Referencing / dereferencing a vector element in a for loop

Question

In the code below, I want to retain number_list, after iterating over it, since the .into_iter() that for uses by default will consume. Thus, I am assuming that n: &i32 and I can get the value of n by dereferencing.

fn main() {
    let number_list = vec![24, 34, 100, 65];
    let mut largest = number_list[0];

    for n in &number_list {
        if *n > largest {
            largest = *n;
        }
    }

    println!("{}", largest);
}

It was revealed to me that instead of this, we can use &n as a 'pattern':

fn main() {
    let number_list = vec![24, 34, 100, 65];
    let mut largest = number_list[0];

    for &n in &number_list {
        if n > largest {
            largest = n;
        }
    }

    println!("{}", largest);
    number_list;
}

My confusion (and bear in mind I haven't covered patterns) is that I would expect that since n: &i32, then &n: &&i32 rather than it resolving to the value (if a double ref is even possible). Why does this happen, and does the meaning of & differ depending on context?

Answer 1

It can help to think of a reference as a kind of container. For comparison, consider Option, where we can "unwrap" the value using pattern-matching, for example in an if let statement:

let n = 100;
let opt = Some(n);

if let Some(p) = opt {
    // do something with p
}

We call Some and None constructors for Option, because they each produce a value of type Option. In the same way, you can think of & as a constructor for a reference. And the syntax is symmetric:

let n = 100;
let reference = &n;

if let &p = reference {
    // do something with p
}

You can use this feature in any place where you are binding a value to a variable, which happens all over the place. For example:

1. if let, as above

2. match expressions:

   match opt {
       Some(1) => { ... },
       Some(p) => { ... },
       None    => { ... },
   }
   match reference {
       &1 => { ... },
       &p => { ... },
   }
   

3. In function arguments:

   fn foo(&p: &i32) { ... }
   

4. Loops:

   for &p in iter_of_i32_refs {
       ...
   }
   

And probably more.

Note that the last two won't work for Option because they would panic if a None was found instead of a Some, but that can't happen with references because they only have one constructor, &.

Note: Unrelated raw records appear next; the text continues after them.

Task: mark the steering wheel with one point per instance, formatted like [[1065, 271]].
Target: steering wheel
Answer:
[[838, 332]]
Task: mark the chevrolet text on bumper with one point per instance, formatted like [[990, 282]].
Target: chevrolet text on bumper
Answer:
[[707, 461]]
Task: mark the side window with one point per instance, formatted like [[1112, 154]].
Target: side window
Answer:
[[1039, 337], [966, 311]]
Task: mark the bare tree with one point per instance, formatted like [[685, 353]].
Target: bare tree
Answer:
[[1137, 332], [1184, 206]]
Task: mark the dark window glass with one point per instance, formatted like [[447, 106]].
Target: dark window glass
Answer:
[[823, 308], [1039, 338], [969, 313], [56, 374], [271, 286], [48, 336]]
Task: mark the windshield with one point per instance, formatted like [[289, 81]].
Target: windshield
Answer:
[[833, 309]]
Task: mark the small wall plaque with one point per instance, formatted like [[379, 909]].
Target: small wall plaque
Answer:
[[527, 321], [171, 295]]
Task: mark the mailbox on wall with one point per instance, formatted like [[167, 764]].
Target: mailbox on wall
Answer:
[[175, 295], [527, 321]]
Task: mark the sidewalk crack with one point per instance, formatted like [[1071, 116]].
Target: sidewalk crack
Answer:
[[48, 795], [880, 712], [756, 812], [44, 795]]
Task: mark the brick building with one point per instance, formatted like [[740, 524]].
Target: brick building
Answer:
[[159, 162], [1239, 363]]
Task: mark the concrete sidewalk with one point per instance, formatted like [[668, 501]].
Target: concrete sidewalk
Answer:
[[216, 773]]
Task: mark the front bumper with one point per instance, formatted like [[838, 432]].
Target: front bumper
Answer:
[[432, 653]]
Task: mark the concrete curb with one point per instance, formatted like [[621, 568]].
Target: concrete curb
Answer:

does the meaning of & differ depending on context?

Hopefully, if you can interpret & as a constructor instead of an operator, then you'll see that its meaning doesn't change. It's a pretty cool feature of Rust that you can use constructors on the right hand side of an expression for creating values and on the left hand side for taking them apart (destructuring).

Answer 2

As apart from other languages (C++), &n in this case isn't a reference, but pattern matching, which means that this is expecting a reference.
The opposite of this would be ref n which would give you &&i32 as a type.

This is also the case for closures, e.g.

(0..).filter(|&idx| idx < 10)...

Please note, that this will move the variable, e.g. you cannot do this with types, that don't implement the Copy trait.

Answer 3

My confusion (and bear in mind I haven't covered patterns) is that I would expect that since n: &i32, then &n: &&i32 rather than it resolving to the value (if a double ref is even possible). Why does this happen, and does the meaning of & differ depending on context?

When you do pattern matching (for example when you write for &n in &number_list), you're not saying that n is an &i32, instead you are saying that &n (the pattern) is an &i32 (the expression) from which the compiler infers that n is an i32.

Similar things happen for all kinds of pattern, for example when pattern-matching in if let Some (x) = Some (42) { /* … */ } we are saying that Some (x) is Some (42), therefore x is 42.